El error de Blair
Vuelvo a Inglaterra después de varios meses y, a primera vista, las cosas marchan bastante bien. Pese a que la sobrevaloración de la libra esterlina ha hecho de éste uno de los países más caros del mundo, la afluencia de turistas bate nuevos récords, la economía crece al 3% anual y el salario promedio ha experimentado una notable subida respecto al año pasado (4,8%). La fiebre constructora prosigue, al extremo de que, aquí en Londres, la orilla sureña del Támesis, con su erupción de edificios modernísimos, flamantes urbanizaciones, bares y cafés, y la nueva Tate Gallery, resulta ya irreconocible, pues hasta hace muy poco esa zona era una de las más pobres y ruinosas de la ciudad. La crisis de Irlanda del Norte parece, una vez más, superada, y, en el ámbito internacional, la figura del Primer Ministro británico, Tony Blair, sigue gozando de prestigio e influencia.Y, sin embargo, pese a esos factores objetivos tranquilizadores, algo ha cambiado en la atmósfera de esta ciudad, de este país. Un malestar profundo ha reemplazado el optimismo que reinaba el 31 de diciembre del año pasado, cuando los siete millones de londinenses (veinte, si se añade la periferia) se volcaron a las calles, pese al frío polar, para recibir al nuevo siglo con unos fuegos de artificio espectaculares. ¿Qué ha ocurrido? Que el estado de gracia de que gozaba Tony Blair, su formidable popularidad que no había hecho más que incrementarse desde que asumió el liderazgo del Partido Laborista, en 1994, y, sobre todo, desde que ganó las elecciones en 1997, ha sufrido un serio quebranto. No se ha eclipsado del todo, pero nadie cree que vaya a recuperar en lo inmediato aquella confianza y entusiasmo de la ciudadanía que lo han acompañado todos estos años.
La última encuesta indica que sólo un 34% del electorado está satisfecho con su gestión al frente del Gobierno, en tanto que un 33% dice que ya no lo está. Este índice de aprobación es elevado, pero se halla muy por debajo de aquellos porcentajes abrumadores de apoyo -de 60% y hasta 70%- que hasta hace unos meses arrojaban los sondeos. Las razones de este desgaste, son, también en apariencia, muy diversas y surgen de diversos frentes. Los pacientes de la National Health (la Salud Pública) le reprochan la lentitud de las reformas que había prometido para agilizar y modernizar la atención en los hospitales, y las organizaciones femeninas (que, no hace mucho, lo abuchearon en un acto oficial) el no haber dictado aún las medidas radicales que figuraban en su programa para combatir la discriminación y promover el desarrollo de la mujer.

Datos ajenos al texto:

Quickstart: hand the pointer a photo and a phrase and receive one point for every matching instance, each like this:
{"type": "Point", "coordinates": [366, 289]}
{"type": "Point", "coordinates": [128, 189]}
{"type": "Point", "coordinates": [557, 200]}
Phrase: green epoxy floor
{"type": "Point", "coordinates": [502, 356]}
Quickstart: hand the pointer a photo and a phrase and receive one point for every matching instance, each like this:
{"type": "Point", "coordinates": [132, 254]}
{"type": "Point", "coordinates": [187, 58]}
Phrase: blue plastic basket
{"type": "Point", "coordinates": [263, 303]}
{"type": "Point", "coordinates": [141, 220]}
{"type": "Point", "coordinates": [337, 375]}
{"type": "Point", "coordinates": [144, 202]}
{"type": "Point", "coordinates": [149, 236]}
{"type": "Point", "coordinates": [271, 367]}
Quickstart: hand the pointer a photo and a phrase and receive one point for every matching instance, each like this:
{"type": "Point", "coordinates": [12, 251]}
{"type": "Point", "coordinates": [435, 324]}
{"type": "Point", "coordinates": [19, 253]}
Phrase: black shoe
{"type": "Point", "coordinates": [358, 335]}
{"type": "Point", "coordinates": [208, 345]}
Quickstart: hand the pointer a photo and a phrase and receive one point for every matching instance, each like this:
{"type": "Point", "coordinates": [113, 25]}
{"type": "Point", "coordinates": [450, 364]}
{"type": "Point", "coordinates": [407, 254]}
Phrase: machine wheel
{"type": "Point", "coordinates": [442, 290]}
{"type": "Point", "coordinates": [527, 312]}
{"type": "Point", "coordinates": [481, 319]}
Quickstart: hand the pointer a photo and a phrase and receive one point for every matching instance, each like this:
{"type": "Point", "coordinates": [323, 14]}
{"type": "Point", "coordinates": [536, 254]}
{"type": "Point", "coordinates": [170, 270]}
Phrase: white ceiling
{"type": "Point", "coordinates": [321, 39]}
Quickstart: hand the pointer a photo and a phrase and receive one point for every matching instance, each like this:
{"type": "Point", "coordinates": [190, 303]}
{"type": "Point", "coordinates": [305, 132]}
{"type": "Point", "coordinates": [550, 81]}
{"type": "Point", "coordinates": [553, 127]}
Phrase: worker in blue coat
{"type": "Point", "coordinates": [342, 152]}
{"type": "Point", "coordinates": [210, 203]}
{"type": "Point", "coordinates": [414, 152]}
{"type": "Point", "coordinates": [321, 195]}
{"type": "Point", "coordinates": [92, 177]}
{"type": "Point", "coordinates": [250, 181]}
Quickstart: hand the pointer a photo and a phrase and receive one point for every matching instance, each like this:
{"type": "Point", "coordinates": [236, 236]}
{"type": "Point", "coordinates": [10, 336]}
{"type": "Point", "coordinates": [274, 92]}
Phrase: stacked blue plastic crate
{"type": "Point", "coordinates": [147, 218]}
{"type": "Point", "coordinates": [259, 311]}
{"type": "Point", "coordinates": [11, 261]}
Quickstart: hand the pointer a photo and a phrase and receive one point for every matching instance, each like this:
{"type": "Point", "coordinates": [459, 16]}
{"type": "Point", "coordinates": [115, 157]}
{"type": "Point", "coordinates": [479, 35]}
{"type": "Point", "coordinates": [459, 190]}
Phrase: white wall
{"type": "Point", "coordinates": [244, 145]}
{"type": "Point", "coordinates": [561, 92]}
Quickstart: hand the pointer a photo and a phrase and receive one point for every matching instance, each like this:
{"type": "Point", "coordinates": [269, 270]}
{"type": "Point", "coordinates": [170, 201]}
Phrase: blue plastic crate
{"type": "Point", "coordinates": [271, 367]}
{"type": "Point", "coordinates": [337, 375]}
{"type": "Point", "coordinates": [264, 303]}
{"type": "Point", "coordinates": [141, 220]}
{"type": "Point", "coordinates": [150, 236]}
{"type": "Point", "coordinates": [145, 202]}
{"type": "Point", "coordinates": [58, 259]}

Los padres de familia censuran ahora las medidas adoptadas por el gobierno para transformar el sistema universitario -entre las que figura la desaparición de la gratuidad indiscriminada de las matrículas- que habían aprobado hace dos años, y reproches parecidos le formulan distintos colectivos relacionados con la cultura, la asistencia social, la escuela, el transporte, los impuestos.
Mi impresión es que todas estas críticas son una mera transferencia, en el sentido freudiano del término, de la verdadera razón del empañamiento de la imagen de Tony Blair, pretextos para justificar un desencanto que no tiene, en verdad, nada que ver con su gestión de gobierno, la que sigue siendo, para cualquier evaluación objetiva, altamente competente, sino con una manera de actuar que íntimamente repele a la conciencia cívica del electorado británico. Me refiero a lo ocurrido con la designación del candidato laborista para los comicios en los que los londinenses eligieron, por primera vez en su historia, el 4 de mayo pasado, al Alcalde de la ciudad.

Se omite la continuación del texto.